The team here has shifted to a remote work setting weeks ago to continue bringing you royalty investing opportunities. We don’t anticipate any disruptions. And our phones continue to ring with rightsholders interested in selling a portion of their royalties to investors like you.
As you’ve likely heard, the most immediate impact of the crisis on the music business has been the postponement or cancellation of most live events, from intimate performances at small venues to large festivals like SXSW, Coachella, and more.
This will almost certainly have a negative impact on the touring musicians, support staff, and related businesses throughout the music industry. But royalty revenues are likely to be more resilient.

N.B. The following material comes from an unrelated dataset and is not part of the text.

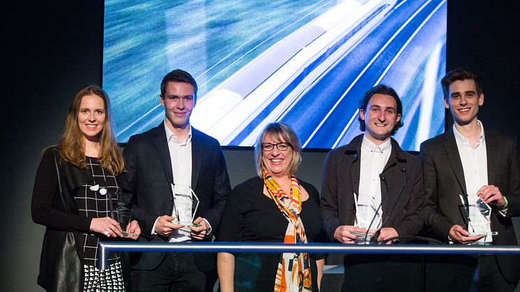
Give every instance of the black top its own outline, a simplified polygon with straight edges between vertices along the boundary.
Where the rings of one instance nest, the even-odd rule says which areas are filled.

Touring revenue predominantly consists of ticket sales, sponsorships, and merchandise sales. The Royalty Exchange marketplace does not deal in these types of revenue streams. The assets on our marketplace consist of public performance royalties, mechanical royalties, and sync royalties, for the most part.
Performance royalties are fees paid when music is performed publicly, including over the radio, in a restaurant or bar, or in a live venue. But it also includes when music is streamed by individuals through services like Spotify and Pandora.
[Read more about the different types of royalties in our Music Royalties Guide]
Of all the ways performance royalties earn income, revenue from live performances is one of the smallest. A quick review of all the public performance catalogs we’ve analyzed in the last 12 months shows that live performances only contribute 1% to the entire category.
- International—38% (a blend of all sources generated outside the U.S.)
- Streaming—22%
- TV/Film—20%
- Radio—11%
- Streaming Video—4%
- Satellite Radio—2%
- Live—1%
- Other—1%
- Retail Music Service (Muzak, etc.)—1%
As you can see, the vast majority of public performance royalty income comes from radio play and streaming services like Spotify and Apple Music. And early indications at least suggest that streaming is on an uptick as a result of the social distancing taking place.
It’s important to remember that music royalties are long-term investments. Their value lies in the ability to generate income, not on the price investors are willing to pay for them (unlike most stocks).
All things considered, we feel royalties remain an attractive hedge against market volatility. But also know that your investment in music royalties is doing much more than just provide a return. In many cases, it may be the investment that keeps an artist in business to create new music in weeks and months ahead.
Royalties don’t get canceled. They endure.